UE: mobilitazione senza precedenti contro il divieto del Crocifisso

Dieci Stati membri del Consiglio d’Europa hanno chiesto e ottenuto lo statuto di “parte terza” per sostenere il ricorso dell’Italia contro la sentenza Lautsi del 3 novembre scorso con la quale la Corte Europea dei Diritti Umani (CEDU) ha dato ragione a una madre che si lamentava della presenza di Crocifissi nelle aule della scuola pubblica frequentata nel 2001/2002 dai suoi due figli, all’epoca di 11 e 13 anni.


L’Italia si è mobilitata contro tale divieto in sé sorprendente. Ma questo accanito laicismo, che un gruppo di “giudici della camera” della CEDU ha tentato di imporre, come ha sottolineato Jeanne Smits su “Présent” del 4 giugno 2010, rischia di avere conseguenze più generali, in quanto potrebbe essere utilizzato contro ogni esposizione di simboli religiosi nella sfera pubblica o, addirittura, per mettere in discussione la scelta delle feste cristiane per stabilire le vacanze e i giorni festivi.

I Paesi interessati che hanno annunciato il loro intervento a fianco dell’Italia, pur non essendo direttamente coinvolti, sono Armenia, Bulgaria, Cipro, Grecia, Lituania, Malta, Principato di Monaco, Repubblica di San Marino, Romania e Federazione Russa. Si tratta di una alleanza senza precedenti tra Stati cattolici e ortodossi di fronte all’ideologia laicista, al fine di proteggere il patrimonio cristiano e la libertà religiosa, ha sottolineato il Centro europeo per la giustizia e la legge (ECLJ), il quale interverrà in qualità di terzo partito al fianco di molte altre ONG e delle Settimane sociali (Francia).
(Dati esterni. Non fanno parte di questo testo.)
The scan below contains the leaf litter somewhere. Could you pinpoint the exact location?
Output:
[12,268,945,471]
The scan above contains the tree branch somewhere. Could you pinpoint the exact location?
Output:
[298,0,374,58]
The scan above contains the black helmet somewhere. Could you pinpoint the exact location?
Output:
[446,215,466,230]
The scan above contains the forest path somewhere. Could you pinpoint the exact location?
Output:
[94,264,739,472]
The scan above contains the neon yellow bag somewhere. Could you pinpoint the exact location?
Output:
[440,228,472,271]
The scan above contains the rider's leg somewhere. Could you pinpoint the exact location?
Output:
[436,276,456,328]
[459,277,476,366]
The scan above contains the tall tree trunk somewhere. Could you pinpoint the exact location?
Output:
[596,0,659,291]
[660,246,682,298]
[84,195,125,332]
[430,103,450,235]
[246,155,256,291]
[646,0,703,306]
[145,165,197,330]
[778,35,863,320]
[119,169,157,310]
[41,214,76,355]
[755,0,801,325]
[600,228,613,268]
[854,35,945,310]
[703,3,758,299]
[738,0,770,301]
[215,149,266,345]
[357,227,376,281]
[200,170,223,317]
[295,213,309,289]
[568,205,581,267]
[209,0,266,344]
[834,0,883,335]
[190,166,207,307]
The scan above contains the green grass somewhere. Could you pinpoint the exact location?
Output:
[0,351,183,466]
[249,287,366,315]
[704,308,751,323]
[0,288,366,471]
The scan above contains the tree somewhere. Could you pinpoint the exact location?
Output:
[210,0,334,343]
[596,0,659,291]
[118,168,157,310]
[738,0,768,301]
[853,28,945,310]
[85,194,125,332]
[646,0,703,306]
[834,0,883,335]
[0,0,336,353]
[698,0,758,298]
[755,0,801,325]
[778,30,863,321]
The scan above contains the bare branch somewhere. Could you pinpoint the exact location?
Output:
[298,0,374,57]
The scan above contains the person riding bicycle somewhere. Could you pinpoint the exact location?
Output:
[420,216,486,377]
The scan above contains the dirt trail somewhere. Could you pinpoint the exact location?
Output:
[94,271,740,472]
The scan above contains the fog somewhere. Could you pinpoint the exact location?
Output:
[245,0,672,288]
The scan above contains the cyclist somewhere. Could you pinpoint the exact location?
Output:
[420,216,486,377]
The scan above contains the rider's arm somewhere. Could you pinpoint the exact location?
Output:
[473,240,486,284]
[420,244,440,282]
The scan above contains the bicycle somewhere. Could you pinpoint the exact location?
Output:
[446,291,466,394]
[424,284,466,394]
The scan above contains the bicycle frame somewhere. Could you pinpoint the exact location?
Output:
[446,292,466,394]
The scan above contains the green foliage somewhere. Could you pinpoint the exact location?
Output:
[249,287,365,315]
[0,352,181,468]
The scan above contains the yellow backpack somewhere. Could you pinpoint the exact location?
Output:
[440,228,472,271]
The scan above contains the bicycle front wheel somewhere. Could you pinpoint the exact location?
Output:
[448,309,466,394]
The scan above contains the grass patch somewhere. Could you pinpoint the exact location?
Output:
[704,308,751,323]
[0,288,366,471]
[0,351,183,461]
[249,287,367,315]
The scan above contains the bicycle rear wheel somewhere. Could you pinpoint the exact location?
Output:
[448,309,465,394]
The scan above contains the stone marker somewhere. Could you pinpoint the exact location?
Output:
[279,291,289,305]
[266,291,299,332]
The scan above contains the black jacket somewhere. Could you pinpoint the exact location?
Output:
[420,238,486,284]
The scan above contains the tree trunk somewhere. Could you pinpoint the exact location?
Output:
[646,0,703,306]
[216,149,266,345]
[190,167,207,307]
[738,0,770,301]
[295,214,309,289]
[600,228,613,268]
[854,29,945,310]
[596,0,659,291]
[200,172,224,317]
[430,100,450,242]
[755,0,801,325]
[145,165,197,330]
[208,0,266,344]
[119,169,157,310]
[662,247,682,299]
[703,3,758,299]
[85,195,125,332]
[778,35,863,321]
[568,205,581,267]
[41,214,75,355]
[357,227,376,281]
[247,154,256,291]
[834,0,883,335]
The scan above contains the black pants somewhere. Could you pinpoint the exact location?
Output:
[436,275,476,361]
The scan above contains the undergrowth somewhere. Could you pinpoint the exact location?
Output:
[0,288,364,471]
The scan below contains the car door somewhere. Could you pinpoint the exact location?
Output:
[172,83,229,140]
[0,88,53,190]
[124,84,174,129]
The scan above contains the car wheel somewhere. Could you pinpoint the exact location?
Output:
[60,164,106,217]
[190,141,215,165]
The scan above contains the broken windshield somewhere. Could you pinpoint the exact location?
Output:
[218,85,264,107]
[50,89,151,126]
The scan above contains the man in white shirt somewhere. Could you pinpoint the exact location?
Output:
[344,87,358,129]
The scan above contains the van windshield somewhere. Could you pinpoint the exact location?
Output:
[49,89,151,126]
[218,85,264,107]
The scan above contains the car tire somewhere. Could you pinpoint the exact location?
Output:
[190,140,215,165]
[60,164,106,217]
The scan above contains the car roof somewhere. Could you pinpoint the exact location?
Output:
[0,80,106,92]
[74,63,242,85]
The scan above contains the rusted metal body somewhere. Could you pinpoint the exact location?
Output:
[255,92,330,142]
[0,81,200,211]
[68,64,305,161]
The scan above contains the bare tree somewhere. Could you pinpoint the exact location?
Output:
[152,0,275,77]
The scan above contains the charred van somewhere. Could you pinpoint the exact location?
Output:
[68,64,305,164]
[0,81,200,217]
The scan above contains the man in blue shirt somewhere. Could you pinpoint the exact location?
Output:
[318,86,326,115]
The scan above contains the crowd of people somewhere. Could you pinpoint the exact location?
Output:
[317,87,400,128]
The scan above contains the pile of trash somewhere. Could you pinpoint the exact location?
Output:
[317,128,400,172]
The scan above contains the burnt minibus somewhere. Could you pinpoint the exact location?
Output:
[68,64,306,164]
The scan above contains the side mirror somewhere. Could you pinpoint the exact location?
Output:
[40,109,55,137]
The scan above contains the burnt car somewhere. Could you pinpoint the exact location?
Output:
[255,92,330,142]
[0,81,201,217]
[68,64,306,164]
«Culturalmente e religiosamente è molto importante», osserva il suo direttore, Gregor Puppinck. È chiaro infatti che i Paesi ortodossi non vogliono essere obbligati ad adottare interamente la cultura occidentale moderna. Essi rifiutano altresì di ritornare, in nome dei diritti umani, al “secolarismo” – come dicono gli anglofoni –, al laicismo estremo dell’era comunista. Bisogna innanzitutto scegliere tra due concezioni di laicità: si tratta di separazione tra Chiesa e Stato (come in Francia) o della distinzione delle competenze che non impedisce l’esistenza di Stati confessionali né il rispetto di usi, costumi e simboli della religione storica? La giurisprudenza della CEDU, fino a Lautsi, favorisce chiaramente la seconda interpretazione.

In secondo luogo: come definire politicamente la libertà religiosa? Il fatto che «nessuno sia costretto, che nessuno sia privato di praticare una religione» risponde a una concezione rispettosa della dimensione spirituale dell’uomo, quella che finora ha avuto il favore della CEDU anche quando questa decide di riconoscere il diritto dei poteri pubblici di uno Stato di vietare, per esempio, il velo islamico a scuola, in nome del rispetto della cultura e delle tradizioni del Paese in questione. In Lautsi contro Italia, viceversa, la libertà religiosa è intesa come diritto attivo contro l’espressione – non vincolante! – di una fede, come una neutralità obbligatoria che non impone niente a livello giuridico.

Un’altra questione sollevata da tale vicenda è ciò che potrebbe essere definito come un abuso di potere da parte dei giudici della camera della CEDU, che si sono arrogati il diritto di dettare un obbligo generale agli Stati, quando invece dovrebbero solo verificare sussidiariamente, in caso di violazione addotta ed esaurimento delle risorse nazionali, che gli Stati membri abbiano rispettato i diritti dei loro cittadini, nella misura in cui questi sono riconosciuti dalla Convenzione europea dei diritti dell’uomo. I giudici in questo caso si sono fatti legislatori sovranazionali per imporre la loro concezione militante della laicità.